On 2 January 2025, a two-judge Bench of the Supreme Court held that where the State takes possession of land but pays no compensation for the better part of two decades, the prolonged deprivation violates Article 300A — and that although a Special Land Acquisition Officer cannot on his own shift the statutory date for fixing market value, a constitutional court under Articles 32, 226 or 142 may, in exceptional cases of inordinate State delay, direct that market value be reckoned as of a later date. On the facts, the Court fixed the value as on 22 April 2019. A digest of the holding and its place in the Article 300A line.
On 16 May 2024, a two-judge Bench of the Supreme Court held that the constitutional right to property under Article 300A is 'a net of intersecting sub-rights' — and that before depriving a person of property the State must honour seven procedural sub-rights: notice, hearing, a reasoned decision, public purpose, restitution or fair compensation, an efficient and expeditious process, and conclusion. Because Section 352 of the Kolkata Municipal Corporation Act, 1980 prescribes no procedure for acquisition, it can never be a valid power of acquisition, and the purported deprivation was without authority of law. A digest of the holding, the seven sub-rights, and their significance for land-acquisition practice.
On 9 August 2011, a five-judge Constitution Bench led by Chief Justice S.H. Kapadia — with the judgment authored by Justice K.S. Radhakrishnan — upheld the Roerich Estate Acquisition Act 1996 and Section 110 of the Karnataka Land Reforms Act, and in doing so laid down the doctrinal foundation of Article 300A: a law depriving a person of property must be for a public purpose and must be just, fair and reasonable in conformity with the rule of law. Article 300A does not, in terms, mandate compensation, but the phrase 'authority of law' imports rule-of-law safeguards against arbitrary or confiscatory deprivation.
On 15 April 2011, a two-judge bench of Justices G.S. Singhvi and A.K. Ganguly held that the power under Sections 17(1) and 17(4) of the Land Acquisition Act, 1894, to dispense with the Section 5A objection enquiry is an extraordinary power — available only where the public purpose cannot brook even a few weeks' delay. Acquisition for planned industrial and residential development near Greater Noida, which by its nature takes years, could not justify denying landowners their Section 5A hearing. Once urgency is challenged, the burden falls on the State to justify the dispensation.
In 2011 the Supreme Court refused the State of Haryana's suit to be declared owner of a citizen's land by adverse possession, restored possession to the owner, and delivered a sweeping critique of the doctrine as irrational and disproportionate — reaffirming the right to property as a constitutional and human right.
On 2 November 2012, a two-judge Bench of the Supreme Court held that even after the 44th Constitutional Amendment removed property from the list of fundamental rights, the right to property survives as both a human right in a welfare State and a constitutional right under Article 300A. The State had taken the appellants' land without acquisition or compensation; forcible dispossession without due process, the Court held, is unconstitutional — and the State cannot escape behind the very delay its own default produced.

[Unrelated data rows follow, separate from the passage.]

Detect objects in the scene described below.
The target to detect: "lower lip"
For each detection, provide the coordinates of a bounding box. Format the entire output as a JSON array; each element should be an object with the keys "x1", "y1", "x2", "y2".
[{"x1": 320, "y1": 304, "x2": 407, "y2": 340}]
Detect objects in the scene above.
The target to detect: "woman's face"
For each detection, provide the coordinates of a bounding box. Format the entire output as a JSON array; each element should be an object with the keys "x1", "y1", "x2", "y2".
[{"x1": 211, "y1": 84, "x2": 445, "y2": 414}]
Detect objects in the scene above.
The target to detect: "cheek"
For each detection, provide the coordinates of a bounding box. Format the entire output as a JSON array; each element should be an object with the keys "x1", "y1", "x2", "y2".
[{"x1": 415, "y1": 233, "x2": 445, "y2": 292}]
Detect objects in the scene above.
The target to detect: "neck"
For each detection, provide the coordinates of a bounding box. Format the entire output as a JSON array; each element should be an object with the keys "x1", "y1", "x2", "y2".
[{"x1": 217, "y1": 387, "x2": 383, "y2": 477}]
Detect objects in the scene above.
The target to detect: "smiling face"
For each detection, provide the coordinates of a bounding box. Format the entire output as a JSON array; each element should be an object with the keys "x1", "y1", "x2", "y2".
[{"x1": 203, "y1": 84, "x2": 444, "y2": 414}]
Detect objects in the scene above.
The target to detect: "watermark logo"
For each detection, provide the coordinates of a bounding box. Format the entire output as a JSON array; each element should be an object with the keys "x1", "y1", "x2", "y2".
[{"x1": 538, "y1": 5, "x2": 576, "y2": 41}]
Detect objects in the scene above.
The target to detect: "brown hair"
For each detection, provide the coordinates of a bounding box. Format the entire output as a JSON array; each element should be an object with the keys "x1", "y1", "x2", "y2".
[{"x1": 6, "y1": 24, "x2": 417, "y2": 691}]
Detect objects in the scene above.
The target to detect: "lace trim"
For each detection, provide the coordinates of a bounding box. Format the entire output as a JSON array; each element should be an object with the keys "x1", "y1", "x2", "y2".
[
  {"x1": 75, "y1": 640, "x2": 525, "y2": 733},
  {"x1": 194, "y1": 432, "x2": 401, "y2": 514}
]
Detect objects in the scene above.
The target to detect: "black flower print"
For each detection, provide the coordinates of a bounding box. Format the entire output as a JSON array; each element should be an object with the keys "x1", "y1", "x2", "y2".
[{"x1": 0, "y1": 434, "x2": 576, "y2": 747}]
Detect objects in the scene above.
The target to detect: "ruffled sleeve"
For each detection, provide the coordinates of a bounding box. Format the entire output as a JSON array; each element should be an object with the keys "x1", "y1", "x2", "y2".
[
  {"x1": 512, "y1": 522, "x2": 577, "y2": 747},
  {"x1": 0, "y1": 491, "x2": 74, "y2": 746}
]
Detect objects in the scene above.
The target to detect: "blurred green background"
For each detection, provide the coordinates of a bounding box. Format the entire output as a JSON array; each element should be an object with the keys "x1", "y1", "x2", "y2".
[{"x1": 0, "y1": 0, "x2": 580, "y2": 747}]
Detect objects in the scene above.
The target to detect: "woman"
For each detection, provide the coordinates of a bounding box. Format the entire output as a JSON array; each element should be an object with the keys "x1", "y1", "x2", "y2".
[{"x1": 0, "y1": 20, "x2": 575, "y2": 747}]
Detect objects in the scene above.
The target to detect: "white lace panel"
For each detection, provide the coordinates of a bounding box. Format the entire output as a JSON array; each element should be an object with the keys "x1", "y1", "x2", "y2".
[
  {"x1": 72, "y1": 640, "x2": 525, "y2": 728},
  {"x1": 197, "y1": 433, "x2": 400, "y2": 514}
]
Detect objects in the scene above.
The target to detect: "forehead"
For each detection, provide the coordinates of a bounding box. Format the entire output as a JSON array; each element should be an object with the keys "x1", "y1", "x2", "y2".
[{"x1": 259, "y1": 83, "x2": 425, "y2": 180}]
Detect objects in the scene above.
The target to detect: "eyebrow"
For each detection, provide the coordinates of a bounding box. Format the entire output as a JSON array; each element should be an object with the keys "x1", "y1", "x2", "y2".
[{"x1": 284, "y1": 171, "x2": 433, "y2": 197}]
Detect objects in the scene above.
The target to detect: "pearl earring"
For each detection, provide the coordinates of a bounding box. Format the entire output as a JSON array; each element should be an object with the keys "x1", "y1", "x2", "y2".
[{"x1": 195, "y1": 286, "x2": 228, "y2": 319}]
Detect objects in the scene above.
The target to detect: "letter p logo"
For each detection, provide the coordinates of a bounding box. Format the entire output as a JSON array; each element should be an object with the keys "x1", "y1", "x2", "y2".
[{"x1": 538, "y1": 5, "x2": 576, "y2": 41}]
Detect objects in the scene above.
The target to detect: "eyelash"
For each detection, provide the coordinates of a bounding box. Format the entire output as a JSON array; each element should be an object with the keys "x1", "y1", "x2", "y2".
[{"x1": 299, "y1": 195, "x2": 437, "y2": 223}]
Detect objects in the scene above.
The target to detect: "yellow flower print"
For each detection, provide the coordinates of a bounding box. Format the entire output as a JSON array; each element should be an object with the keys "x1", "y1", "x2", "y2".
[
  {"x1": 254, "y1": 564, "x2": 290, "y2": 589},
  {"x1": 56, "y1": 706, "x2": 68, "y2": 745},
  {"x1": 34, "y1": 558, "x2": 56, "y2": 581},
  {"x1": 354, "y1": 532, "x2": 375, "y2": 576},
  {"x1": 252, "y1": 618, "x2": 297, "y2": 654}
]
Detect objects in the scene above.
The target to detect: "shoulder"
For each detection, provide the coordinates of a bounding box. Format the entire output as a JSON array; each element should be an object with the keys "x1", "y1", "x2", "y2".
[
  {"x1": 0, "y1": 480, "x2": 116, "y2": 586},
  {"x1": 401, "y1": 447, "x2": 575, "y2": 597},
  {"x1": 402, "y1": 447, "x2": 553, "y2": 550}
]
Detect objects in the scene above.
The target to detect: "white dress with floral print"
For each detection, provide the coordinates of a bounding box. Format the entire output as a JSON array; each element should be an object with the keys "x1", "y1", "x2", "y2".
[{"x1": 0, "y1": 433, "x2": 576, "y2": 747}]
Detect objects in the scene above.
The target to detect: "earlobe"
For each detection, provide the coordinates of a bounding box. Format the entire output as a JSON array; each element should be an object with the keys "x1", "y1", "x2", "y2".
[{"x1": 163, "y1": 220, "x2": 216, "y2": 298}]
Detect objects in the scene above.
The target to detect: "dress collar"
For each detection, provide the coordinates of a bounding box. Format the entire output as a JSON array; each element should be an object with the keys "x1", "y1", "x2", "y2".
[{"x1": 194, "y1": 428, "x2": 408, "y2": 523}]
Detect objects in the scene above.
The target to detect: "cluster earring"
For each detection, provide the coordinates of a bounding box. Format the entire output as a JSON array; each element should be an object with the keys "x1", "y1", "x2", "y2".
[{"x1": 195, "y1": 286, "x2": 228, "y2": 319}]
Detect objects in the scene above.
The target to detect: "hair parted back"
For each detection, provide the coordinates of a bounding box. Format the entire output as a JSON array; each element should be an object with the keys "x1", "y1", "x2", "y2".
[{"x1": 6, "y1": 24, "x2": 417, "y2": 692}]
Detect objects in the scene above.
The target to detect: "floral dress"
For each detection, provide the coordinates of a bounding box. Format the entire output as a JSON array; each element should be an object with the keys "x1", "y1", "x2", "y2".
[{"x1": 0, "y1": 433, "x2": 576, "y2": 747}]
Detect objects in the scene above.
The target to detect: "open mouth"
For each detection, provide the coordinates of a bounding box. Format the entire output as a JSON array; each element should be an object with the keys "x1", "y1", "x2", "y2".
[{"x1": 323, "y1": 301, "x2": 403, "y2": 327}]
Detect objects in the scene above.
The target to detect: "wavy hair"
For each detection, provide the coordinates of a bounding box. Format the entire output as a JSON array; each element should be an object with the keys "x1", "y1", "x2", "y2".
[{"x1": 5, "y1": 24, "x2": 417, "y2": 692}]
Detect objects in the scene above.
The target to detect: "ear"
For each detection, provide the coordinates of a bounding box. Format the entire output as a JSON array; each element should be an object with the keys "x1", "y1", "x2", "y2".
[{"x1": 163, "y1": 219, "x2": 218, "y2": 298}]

On 8 January 2020, the Supreme Court held that the forcible dispossession of a citizen from her private property without following due process of law violates both the human right to property and the constitutional right under Article 300A. An illiterate widow's land had been taken for a road in 1967–68 with no acquisition and no compensation. A welfare State, the Court held, cannot plead the bar of limitation against a continuing wrong, nor perfect its title by adverse possession over its own citizen's land.